When you're planning a dog-friendly vacation, it's likely that one of the first things you'll do is find dog-friendly hotel accommodations. Dog-friendly hotels are a step in the right direction, but there are so many other things to consider. What if you want to venture out to a restaurant or activity that is not dog-friendly? Will your dog be okay in the room alone? Should you notify the hotel your dog is alone? What if they have to use the bathroom? If you have these questions, you're reading the right blog.
There are a lot of great resources to find dog-friendly hotels, even services like Google Maps and Yelp have upped their dog-friendly search functionalities. When we look for a dog-friendly hotel, we typically look for hotels in the area that we want to stay and then check the "Amenity" section of the hotel website to see if they are dog-friendly (MOST of the time it will be listed here, but not always) . You can always just give the hotel a quick call. A few of our favorite dog-friendly hotel brands include:
Staypineapple (Seattle, Portland, San Diego, San Francisco, Chicago, Boston, soon to be NYC!), all dog-friendly
Marriott /SPG (2,000+ dog-friendly hotels worldwide), call hotel to confirm
AC Hotels (Marriott)
Kimpton Hotels, all dog-friendly
Some hotels offer dog amenities like a bed, bowls, treats, extra potty bags, and sometimes a toy (Staypineapple offers the best in our opinion), but it's always good to be prepared with your own items. We always bring bowls, treats (often hotel treats are just cheap milk bones), a few of Maya's toys, and Maya's blanket as a comfort item. One item that is very useful and often overlooked is a sign for the door to let the hotel know you have a dog inside the room. If you've ever been in a hotel room when the staff accidentally enters the room while you're inside, you understand how important this can be. A pet sign on the door can help avoid your dog accidentally getting loose, the staff being frightened, or your dog being frightened by a stranger entering the room.
When we go on vacation we always try to plan dog-friendly activities, but there are sometimes occasions when we want to go to a nicer restaurant (usually not dog-friendly if there is not an outdoor area). Leaving your dog alone in a hotel room can be scary for both you and them. They're in a strange room they aren't used to and you're leaving them in a room which you are financially responsible for. Some hotels even specifically state that dogs are not allowed to be in the hotel room alone, so be sure to check with them before booking if you are planning to do so.

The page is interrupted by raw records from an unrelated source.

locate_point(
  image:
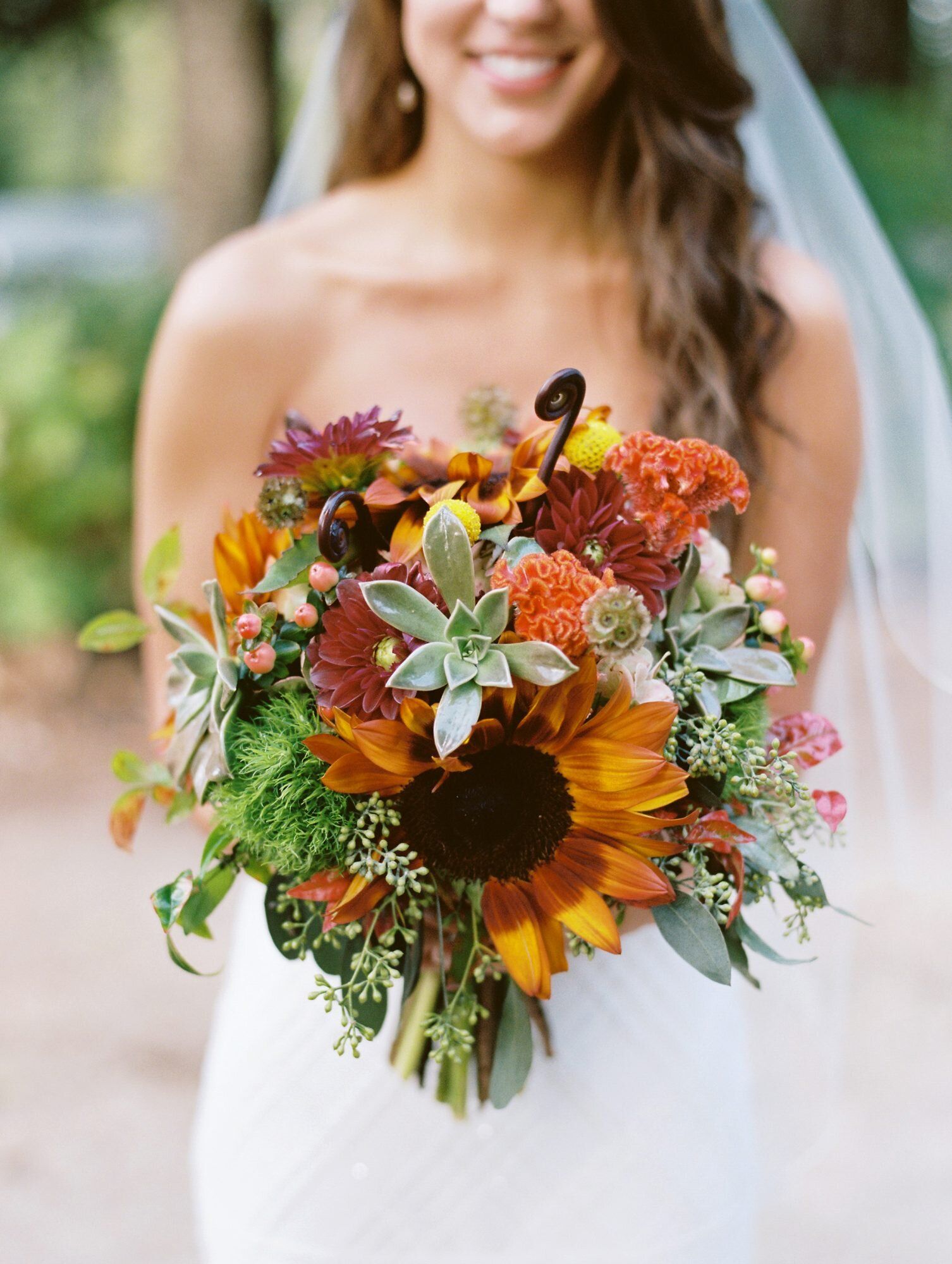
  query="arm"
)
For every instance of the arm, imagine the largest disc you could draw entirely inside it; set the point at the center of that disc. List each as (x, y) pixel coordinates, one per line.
(811, 462)
(209, 405)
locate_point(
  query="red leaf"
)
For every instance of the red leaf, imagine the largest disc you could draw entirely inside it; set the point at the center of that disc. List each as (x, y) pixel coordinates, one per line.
(806, 739)
(329, 885)
(125, 818)
(833, 807)
(719, 832)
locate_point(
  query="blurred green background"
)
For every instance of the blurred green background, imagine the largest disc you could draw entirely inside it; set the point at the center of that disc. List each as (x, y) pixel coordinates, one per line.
(135, 133)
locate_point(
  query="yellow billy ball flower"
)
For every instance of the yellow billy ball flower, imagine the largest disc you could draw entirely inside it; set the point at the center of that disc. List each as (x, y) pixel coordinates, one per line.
(590, 442)
(466, 514)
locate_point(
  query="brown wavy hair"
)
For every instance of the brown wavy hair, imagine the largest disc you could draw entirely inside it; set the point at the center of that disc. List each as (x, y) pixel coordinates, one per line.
(673, 176)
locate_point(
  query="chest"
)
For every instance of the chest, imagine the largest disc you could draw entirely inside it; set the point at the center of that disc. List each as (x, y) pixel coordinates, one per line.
(424, 351)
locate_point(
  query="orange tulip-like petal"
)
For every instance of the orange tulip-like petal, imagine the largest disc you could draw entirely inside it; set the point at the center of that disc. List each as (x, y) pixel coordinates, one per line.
(564, 896)
(616, 873)
(511, 921)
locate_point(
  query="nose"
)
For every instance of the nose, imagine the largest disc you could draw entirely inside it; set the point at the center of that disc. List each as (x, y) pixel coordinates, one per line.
(523, 12)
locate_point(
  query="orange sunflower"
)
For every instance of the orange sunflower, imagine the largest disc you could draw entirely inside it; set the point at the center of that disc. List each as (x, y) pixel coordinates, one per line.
(243, 553)
(548, 808)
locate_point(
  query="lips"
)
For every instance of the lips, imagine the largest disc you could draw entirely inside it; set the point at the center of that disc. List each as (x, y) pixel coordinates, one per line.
(520, 73)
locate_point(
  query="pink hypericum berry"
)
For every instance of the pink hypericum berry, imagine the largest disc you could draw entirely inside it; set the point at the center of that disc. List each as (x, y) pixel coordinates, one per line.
(305, 616)
(261, 660)
(809, 648)
(323, 577)
(248, 626)
(759, 588)
(773, 623)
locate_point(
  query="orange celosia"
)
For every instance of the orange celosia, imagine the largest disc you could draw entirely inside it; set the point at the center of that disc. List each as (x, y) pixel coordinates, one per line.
(549, 592)
(674, 485)
(243, 553)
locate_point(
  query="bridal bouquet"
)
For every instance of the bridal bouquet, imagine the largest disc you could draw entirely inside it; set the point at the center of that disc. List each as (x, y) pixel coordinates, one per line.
(457, 714)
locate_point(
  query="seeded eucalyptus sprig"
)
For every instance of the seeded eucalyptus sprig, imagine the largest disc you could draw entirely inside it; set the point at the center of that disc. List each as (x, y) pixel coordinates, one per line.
(460, 654)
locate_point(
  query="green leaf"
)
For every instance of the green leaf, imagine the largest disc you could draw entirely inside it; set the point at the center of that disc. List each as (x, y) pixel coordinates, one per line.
(759, 667)
(492, 614)
(113, 633)
(162, 567)
(768, 855)
(405, 610)
(522, 548)
(456, 717)
(451, 559)
(463, 624)
(207, 897)
(696, 936)
(757, 945)
(423, 669)
(678, 601)
(513, 1059)
(458, 671)
(495, 672)
(537, 662)
(290, 564)
(170, 901)
(723, 628)
(216, 845)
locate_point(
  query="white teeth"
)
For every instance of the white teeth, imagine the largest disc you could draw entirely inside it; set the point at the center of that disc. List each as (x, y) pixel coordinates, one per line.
(518, 69)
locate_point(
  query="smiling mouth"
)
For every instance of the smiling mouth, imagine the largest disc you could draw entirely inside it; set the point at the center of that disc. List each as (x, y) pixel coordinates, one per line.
(520, 71)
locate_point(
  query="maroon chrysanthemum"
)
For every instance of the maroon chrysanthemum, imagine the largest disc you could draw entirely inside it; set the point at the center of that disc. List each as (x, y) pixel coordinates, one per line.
(346, 454)
(586, 516)
(357, 652)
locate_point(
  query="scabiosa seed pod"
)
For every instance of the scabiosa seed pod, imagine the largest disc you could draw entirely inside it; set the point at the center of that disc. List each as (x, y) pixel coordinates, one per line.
(283, 502)
(616, 621)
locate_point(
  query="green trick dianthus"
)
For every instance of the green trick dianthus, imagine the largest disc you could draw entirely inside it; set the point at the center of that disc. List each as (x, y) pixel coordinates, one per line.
(275, 802)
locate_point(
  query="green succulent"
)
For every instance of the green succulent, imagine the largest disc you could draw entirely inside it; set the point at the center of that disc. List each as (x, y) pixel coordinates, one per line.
(203, 692)
(461, 654)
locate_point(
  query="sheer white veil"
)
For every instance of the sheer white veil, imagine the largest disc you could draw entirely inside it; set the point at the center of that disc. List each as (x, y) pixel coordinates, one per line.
(893, 668)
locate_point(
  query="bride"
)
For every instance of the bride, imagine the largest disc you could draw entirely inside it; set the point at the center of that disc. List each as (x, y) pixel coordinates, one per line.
(519, 185)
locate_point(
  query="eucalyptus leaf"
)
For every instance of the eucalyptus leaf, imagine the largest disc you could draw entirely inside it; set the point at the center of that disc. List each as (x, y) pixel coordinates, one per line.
(537, 662)
(678, 601)
(723, 628)
(513, 1057)
(449, 559)
(113, 633)
(755, 944)
(162, 567)
(290, 564)
(405, 610)
(759, 667)
(495, 672)
(456, 717)
(423, 669)
(696, 936)
(768, 855)
(492, 614)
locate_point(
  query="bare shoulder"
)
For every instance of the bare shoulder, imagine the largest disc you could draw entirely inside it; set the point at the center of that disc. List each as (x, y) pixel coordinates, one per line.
(814, 389)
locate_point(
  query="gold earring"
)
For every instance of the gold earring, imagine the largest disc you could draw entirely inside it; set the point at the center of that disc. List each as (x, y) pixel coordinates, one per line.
(408, 97)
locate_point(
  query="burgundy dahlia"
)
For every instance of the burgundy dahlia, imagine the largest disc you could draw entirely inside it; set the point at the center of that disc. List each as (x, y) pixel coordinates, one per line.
(357, 652)
(586, 516)
(347, 453)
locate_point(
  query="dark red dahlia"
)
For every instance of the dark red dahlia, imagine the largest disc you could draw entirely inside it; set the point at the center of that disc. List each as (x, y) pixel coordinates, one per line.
(586, 516)
(347, 453)
(357, 652)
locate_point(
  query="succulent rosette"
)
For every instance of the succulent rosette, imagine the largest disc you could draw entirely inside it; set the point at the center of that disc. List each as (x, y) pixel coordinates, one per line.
(463, 719)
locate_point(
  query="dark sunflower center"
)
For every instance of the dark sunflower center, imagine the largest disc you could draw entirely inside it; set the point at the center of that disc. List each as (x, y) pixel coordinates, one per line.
(503, 818)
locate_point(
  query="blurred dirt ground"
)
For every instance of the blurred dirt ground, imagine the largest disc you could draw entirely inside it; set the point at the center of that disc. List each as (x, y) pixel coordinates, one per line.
(103, 1038)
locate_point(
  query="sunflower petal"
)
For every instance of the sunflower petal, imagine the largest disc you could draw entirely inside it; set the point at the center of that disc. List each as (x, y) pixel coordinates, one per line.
(564, 896)
(511, 921)
(616, 873)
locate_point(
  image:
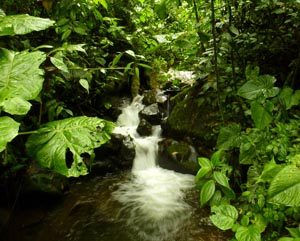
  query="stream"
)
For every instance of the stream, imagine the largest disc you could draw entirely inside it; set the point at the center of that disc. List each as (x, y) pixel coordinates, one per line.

We suggest not leaving your dog in the room alone for the first day or two at least. This will give them a chance to get comfortable in the new surrounding while being with you. Make sure you let your dog scope out the room and give them a little tour - show them where you put their food and water bowls, show them where it's okay to sleep, and play with them to show them that this is their space too.
If your dog is noticeably comfortable, try to leave them in the room while you go down to the lobby as a test. When you return to the room, make sure to check for signs to see if your dog was comfortable or uncomfortable. If your dog appeared to be comfortable and you feel that the dog will be okay in the room alone, tuck your dog in for the night and head out for the evening.
Venturing out at night when your dog will sleep is one thing, but what if a day of your vacation will be spent in a location that isn't dog-friendly? You will surly want to make sure your dog will be fed, taken out, and cared for. On the road, we use Rover for Maya to get walks if we are away for the day. The great thing about Rover (in most places) is that you can get the same walker every time, which is convenient if you're staying in a hotel for a while and will be having your dog walked more than once. You can also find a designated walker on services like Care.com. Once you've found a walker, you can add their name onto the hotel reservation so that they have access to the room. Be sure that you are comfortable enough with this person to allow them into your space.
Dog-friendly travel doesn't have to be hard. If you do thorough research and planning ahead of time, you can have a smooth family trip with your furry friend. If you're willing to pay $100s of dollars to board your dog while you are gone, you might as well make the extra effort to bring them along for the fun. After all, dogs love a good beach day too!